Мы уходим оттуда около трех часов. Елисейские ноля серы, пустынны. А еще так недавно этот человек проезжал здесь — такой веселый, живой, молодой, в своем простом экипаже, за который его упрекали. Какая низость!.. потому что люди интеллигентные, честные, развитые, истинные патриоты не могли в своей душе, в своем сознании верить всем клеветам, которыми осыпали Гамбетту.
Крыльцо палаты убрано венками и завешано, как вдова, гигантским черным крепом, спадающим с фронтона окутывающим его своими прозрачными складками. Этот креповый вуаль — гениальное измышление; нельзя придумать более драматического символа. Эффект его потрясающий; сердце замирает, становится как-то жутко, как при виде черного флага, выкинутого в минуту опасности, угрожающей стране.

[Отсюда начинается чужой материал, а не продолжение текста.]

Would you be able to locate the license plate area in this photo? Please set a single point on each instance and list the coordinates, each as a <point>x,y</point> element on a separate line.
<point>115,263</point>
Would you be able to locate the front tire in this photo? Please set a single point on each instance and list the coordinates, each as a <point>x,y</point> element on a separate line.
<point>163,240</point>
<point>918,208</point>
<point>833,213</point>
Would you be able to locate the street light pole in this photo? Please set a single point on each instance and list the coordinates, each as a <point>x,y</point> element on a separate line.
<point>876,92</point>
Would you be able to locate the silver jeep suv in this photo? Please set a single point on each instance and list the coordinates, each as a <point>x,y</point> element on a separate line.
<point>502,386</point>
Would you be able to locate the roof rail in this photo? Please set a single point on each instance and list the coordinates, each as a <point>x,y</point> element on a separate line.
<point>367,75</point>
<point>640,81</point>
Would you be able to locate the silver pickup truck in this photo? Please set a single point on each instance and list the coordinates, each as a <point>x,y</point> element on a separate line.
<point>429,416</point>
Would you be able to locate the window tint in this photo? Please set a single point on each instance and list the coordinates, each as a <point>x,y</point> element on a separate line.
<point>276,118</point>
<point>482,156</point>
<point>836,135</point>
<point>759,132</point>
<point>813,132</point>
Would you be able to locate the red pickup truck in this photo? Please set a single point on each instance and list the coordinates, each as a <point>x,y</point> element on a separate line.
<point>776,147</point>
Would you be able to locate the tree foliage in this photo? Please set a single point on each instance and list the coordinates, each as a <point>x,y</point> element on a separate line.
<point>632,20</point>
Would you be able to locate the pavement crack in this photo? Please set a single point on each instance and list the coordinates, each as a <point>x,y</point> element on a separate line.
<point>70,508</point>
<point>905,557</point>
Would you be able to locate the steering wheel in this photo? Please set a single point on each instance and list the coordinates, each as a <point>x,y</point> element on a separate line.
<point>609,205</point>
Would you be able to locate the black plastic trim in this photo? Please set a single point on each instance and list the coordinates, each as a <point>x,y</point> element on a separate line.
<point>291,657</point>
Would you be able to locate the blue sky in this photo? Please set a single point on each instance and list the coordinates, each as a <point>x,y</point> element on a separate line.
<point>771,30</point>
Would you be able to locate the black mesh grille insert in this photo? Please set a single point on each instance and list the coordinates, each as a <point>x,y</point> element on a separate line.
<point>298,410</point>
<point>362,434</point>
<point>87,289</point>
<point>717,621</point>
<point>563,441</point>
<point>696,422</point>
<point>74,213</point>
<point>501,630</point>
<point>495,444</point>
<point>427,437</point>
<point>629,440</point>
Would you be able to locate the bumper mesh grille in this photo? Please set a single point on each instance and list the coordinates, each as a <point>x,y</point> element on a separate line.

Понедельник, 8 января. Положительно этот человек наполнял собой всю Францию и даже всю Европу. Всякий должен чувствовать, что чего-то не хватает; кажется, что теперь уже больше нечего читать в газетах, нечего делать в палате.
Бывают, разумеется, люди более полезные, незаметные труженики, изобретатели, терпеливые чиновники!! Никогда не будет у них этого обаяния, этого очарования, этого могущества. Возбуждать энтузиазм, самоотвержение; группировать, объединять партии; служить рупором для своего отечества… это ли не полезно, не нужно, не прекрасно?
Воплощать свою страну, быть знаменем, к которому обращаются все глаза в минуту опасности… неужели это не выше всяких кабинетных трудов, всех добродетелей и мудрых распоряжений опытных гражданских деятелей? Боже мой, умри теперь Виктор Гюго — и это ни для кого не составило бы ничего особенного; его труд не исчезнет вместе с ним, что бы ни случилось; и умри он сегодня или Десять лет тому назад — это почти безразлично — он закончил свою деятельность. Но Гамбетта был жизнью, светом каждого вновь наступающего утра; он был душой республики, в нем отражались и слава, и падения, и торжества, и смешные стороны всей его страны. Его жизнь была живой эпопеей — в деяньях и речах — из которой уж больше никто никогда не увидит ни одного жеста, не услышит ни одного звука его голоса.
Среда, 16 января. Эмиль Бастьен сопровождает нас в Вилль д’Авре, в дом Гамбетты, где работает его брат.
До тех пор, пока не увидишь своими глазами, никогда не поверишь, до какой степени жалка внутренность его жилища — я говорю жалка, потому что сказать — скромна — было бы далеко недостаточно. Одна только кухня сколько-нибудь прилична в этом маленьком домике, напоминающем сторожку садовника.